Meritxell Teixidó has published around 40 scientific articles and reviews and she has participated in 7 patents. In 2007 she won the American Peptide Idol first prize at the 20th American Peptide Symposium in Montreal, Canada. Since 2010 she is the national representative in the European Peptide Society Council and Chairperson of the next 36th EPS (European Peptide Symposium) and 12th IPS (International Peptide Symposium) (Barcelona, Sept 2020).
Prof. Teixidó has presented various oral communications in national and international scientific meetings. She has co-directed 7 doctoral theses and is co-directing 3 more. During her career she has participated in several research projects founded by different national and international agencies and different patient associations.

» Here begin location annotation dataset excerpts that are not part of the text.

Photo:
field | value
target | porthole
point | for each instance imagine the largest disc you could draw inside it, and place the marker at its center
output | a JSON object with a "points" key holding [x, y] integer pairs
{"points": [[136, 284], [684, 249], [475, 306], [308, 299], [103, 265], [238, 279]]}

Together with Ernest Giralt she is principal investigator in theI+D project from MINECO: Peptides as therapeutic agents: modulation of protein-protein interactions and brain delivery.
In addition she has participated in various collaborations with industry (Menarini Laboratories, Farmhispania, Pharmamar, Cancer Research Technology, Zyentia Ltd., Janssen, Bioingenium, L’Oreal). More recently and through the initiatives such as Llavor, MAP-EADA and XXI Fòrum d'Inversió ACCIÓ, she has gain training and expertise in the Biotech Entrepreneur Arena. 

Wilfred van der Donk
Richard E. Heckert Professor of Chemistry
University of Illinois at Urbana-Champaign, USA

Wilfred van der Donk was born in the Netherlands and received his B.S. and M.S. from Leiden University, working in the laboratory of Jan Reedijk. He moved to the USA in 1989 to pursue his Ph.D. in organic chemistry under Kevin Burgess at Rice University. After postdoctoral work at MIT with JoAnne Stubbe, he joined the faculty at the University of Illinois in 1997, where he currently holds the Richard E. Heckert Chair in Chemistry. Since 2008, he is an Investigator of the Howard Hughes Medical Institute.

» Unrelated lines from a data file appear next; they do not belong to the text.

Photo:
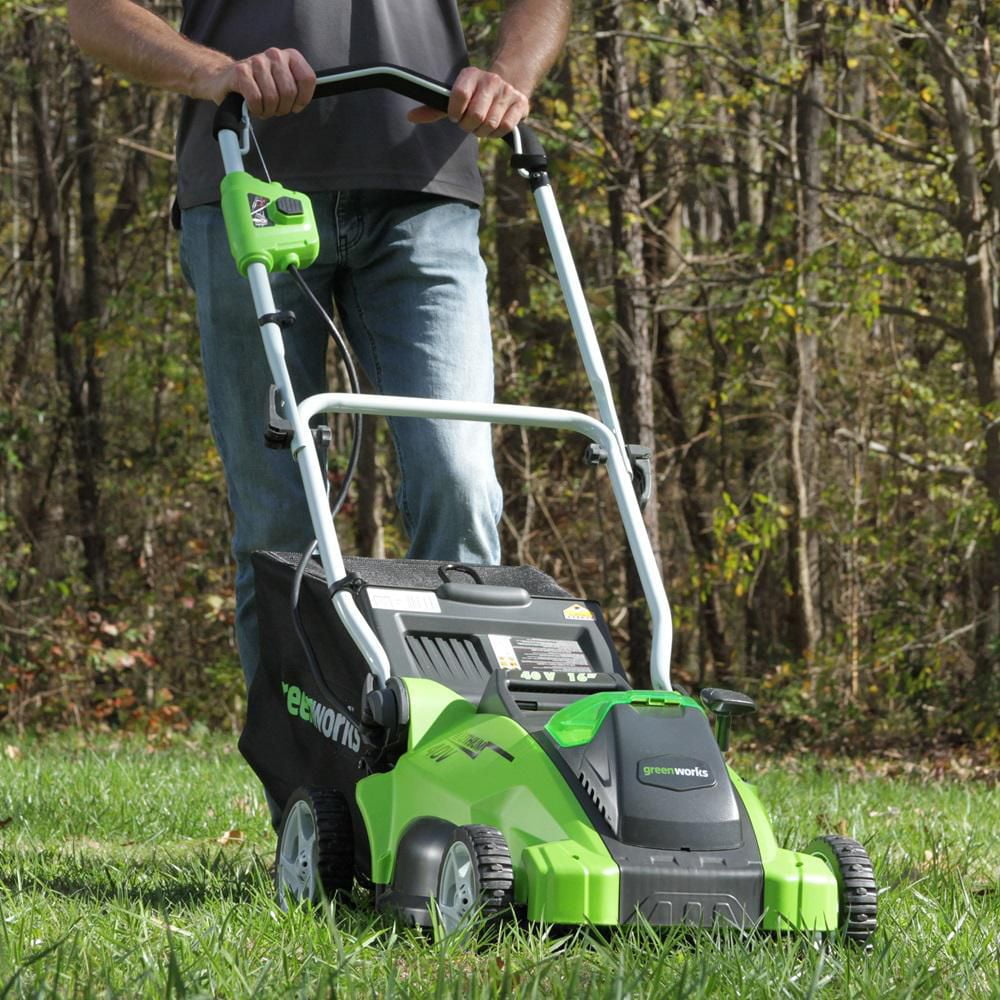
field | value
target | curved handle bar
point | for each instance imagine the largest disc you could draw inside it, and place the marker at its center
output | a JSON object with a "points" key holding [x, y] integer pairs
{"points": [[408, 83]]}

Research in his laboratory uses peptide chemistry, enzymology and molecular biology to gain a better understanding of the mechanisms of enzyme catalysis. His group is also exploring the utility of enzymes for synthetic purposes. Of particular interests have been enzymatic reactions in the biosynthesis of peptide antibiotics. 

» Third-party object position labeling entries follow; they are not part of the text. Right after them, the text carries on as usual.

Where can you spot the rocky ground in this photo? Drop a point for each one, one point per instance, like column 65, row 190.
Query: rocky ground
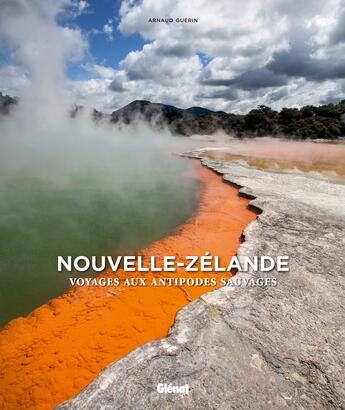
column 253, row 347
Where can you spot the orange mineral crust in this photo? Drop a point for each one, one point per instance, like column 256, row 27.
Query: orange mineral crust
column 50, row 355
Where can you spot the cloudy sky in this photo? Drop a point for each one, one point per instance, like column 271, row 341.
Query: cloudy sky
column 238, row 55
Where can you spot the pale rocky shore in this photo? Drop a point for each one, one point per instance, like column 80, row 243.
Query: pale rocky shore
column 253, row 347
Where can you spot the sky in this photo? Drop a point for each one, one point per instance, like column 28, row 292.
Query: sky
column 238, row 55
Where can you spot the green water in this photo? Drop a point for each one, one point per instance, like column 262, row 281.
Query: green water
column 115, row 213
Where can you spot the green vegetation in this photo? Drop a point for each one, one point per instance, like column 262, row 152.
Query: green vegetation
column 325, row 121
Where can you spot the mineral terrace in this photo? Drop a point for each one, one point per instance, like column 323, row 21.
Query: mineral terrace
column 254, row 347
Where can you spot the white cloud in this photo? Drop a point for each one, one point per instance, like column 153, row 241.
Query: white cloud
column 239, row 39
column 108, row 29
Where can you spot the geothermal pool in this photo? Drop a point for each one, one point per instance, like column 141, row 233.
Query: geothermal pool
column 90, row 214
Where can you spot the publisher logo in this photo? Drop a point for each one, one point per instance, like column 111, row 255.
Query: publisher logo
column 168, row 388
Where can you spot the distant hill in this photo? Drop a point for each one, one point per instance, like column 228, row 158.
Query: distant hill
column 180, row 121
column 314, row 122
column 6, row 102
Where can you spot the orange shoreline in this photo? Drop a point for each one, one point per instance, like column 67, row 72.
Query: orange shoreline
column 50, row 355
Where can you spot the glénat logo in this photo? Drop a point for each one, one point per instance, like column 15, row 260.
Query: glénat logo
column 168, row 388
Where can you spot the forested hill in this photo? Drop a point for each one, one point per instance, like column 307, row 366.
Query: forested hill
column 325, row 121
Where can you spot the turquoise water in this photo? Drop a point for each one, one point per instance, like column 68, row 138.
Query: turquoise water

His work has been recognized by a number of awards including an Alfred P. Sloan Fellowship (2001), Camille Dreyfus Teacher-Scholar Award (2002), ACS Pfizer Award (2004), ACS Cope Scholar Award (2006), the Jeremy Knowles Award of the Royal Society of Chemistry (2010), the Emil Thomas Kaiser Award of the Protein Society (2013), the Repligen Award (2017), and the Vincent du Vigneaud Award of the American Peptide Society (2017). He is a fellow of the Royal Society of Chemistry, the American Academy of Microbiology, and the American Academy of Arts and Sciences.